His gut didn’t buy it.
He didn’t like it, how he couldn’t assume the best and he didn’t have any idea what the worst might be.
And still, as the Majestic came in for a landing. No bodies.
That was the thing. Nobody down there, including the dead.
He picked up his cane off the dirigible’s floor and tested the weight of it. It was a good cane, solid enough to bring down a big man or a small wildcat, push come to shove. He set it across his knees.
The Majestic drooped down swiftly, but Walter was in control. He’d landed in the dark before and it was tricky, but it didn’t scare him much. It made him cautious, sure. A man would be a fool to be incautious when piloting a half-ton craft into a facility with enough flammable gas to move a fleet. All things being ready and bright, and all it took was a wrongly placed spark—just a graze of metal on metal, the screech of one thing against another, or a single cigarette fallen from a lip—and the whole town would be reduced to matchsticks. Everybody knew it, and everybody lived with it. Just like everybody knew that flying post was a dangerous job, and a bunch of the boys who flew never made it home, just like going to war.
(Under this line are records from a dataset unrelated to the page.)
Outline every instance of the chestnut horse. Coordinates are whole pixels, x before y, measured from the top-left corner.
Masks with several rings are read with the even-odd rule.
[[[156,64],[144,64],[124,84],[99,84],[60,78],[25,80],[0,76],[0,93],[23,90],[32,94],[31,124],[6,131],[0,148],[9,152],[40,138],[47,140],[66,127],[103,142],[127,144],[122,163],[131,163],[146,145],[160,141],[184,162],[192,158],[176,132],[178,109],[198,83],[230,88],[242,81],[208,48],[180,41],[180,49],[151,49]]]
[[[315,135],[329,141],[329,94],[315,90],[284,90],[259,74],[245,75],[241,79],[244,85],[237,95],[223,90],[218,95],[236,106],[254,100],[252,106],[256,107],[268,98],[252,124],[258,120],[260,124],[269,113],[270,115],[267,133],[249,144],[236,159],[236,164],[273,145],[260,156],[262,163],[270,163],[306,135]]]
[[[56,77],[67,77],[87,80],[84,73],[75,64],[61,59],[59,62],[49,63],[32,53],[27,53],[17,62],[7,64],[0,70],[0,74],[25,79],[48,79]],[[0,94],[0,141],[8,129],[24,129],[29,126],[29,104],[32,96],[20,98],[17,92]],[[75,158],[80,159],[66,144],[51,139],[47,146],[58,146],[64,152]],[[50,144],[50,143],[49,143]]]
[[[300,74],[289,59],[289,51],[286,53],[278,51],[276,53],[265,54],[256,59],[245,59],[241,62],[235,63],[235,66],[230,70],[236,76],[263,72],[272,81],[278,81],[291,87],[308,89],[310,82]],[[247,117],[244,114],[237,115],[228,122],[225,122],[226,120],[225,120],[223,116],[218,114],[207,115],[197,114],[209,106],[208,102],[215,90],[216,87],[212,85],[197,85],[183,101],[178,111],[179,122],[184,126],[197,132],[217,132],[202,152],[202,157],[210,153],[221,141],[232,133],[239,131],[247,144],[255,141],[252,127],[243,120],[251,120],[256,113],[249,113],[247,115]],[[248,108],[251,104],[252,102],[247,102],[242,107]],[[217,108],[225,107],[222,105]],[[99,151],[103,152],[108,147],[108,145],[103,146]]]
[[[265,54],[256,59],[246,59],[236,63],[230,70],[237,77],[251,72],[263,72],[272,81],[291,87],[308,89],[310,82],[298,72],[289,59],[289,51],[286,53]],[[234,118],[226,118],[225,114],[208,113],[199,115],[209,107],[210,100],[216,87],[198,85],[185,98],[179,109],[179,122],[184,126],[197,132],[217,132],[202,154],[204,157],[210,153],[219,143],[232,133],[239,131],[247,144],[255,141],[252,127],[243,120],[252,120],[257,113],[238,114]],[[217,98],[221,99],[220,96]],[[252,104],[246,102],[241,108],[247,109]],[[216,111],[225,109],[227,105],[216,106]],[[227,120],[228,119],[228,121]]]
Walter sniffed, one nostril arching up high and dropping down again. He set his jaw, pulled the back drag chute, flipped the switch to give himself some light on the ship’s underbelly, and spun the Majestic like a girl at a dance. He dropped her down onto the wooden platform with a big red X painted to mark the spot, and she shuddered to silence in the middle of the circle cast by her undercarriage light.
With one
hand he popped the anchor chain lever, and with the other he reached for the door handle as he listened to that chain unspool outside.
Outside it was as dark as his overhead survey had implied. And although the light of the undercarriage was nearly the only light, Walter reached up underneath the craft and pulled the snuffing cover down over its flaring white wick. He took hold of the nearest anchor chain and dragged it over to the pipework docks. Ordinarily he’d check to make sure he was on the right pad, clipping his craft to the correct slot before checking in with the station agent.
But no one greeted him. No one rushed up with a ream of paperwork for signing and sealing.
A block away a light burned; and beyond that, another gleamed somewhere farther away. Between those barely seen orbs and the lifting height of a half-full moon, Walter could see well enough to spy another ship nearby. It was affixed to a port on the hydrogen generators, but sagging hard enough that it surely wasn’t filled or ready to fly.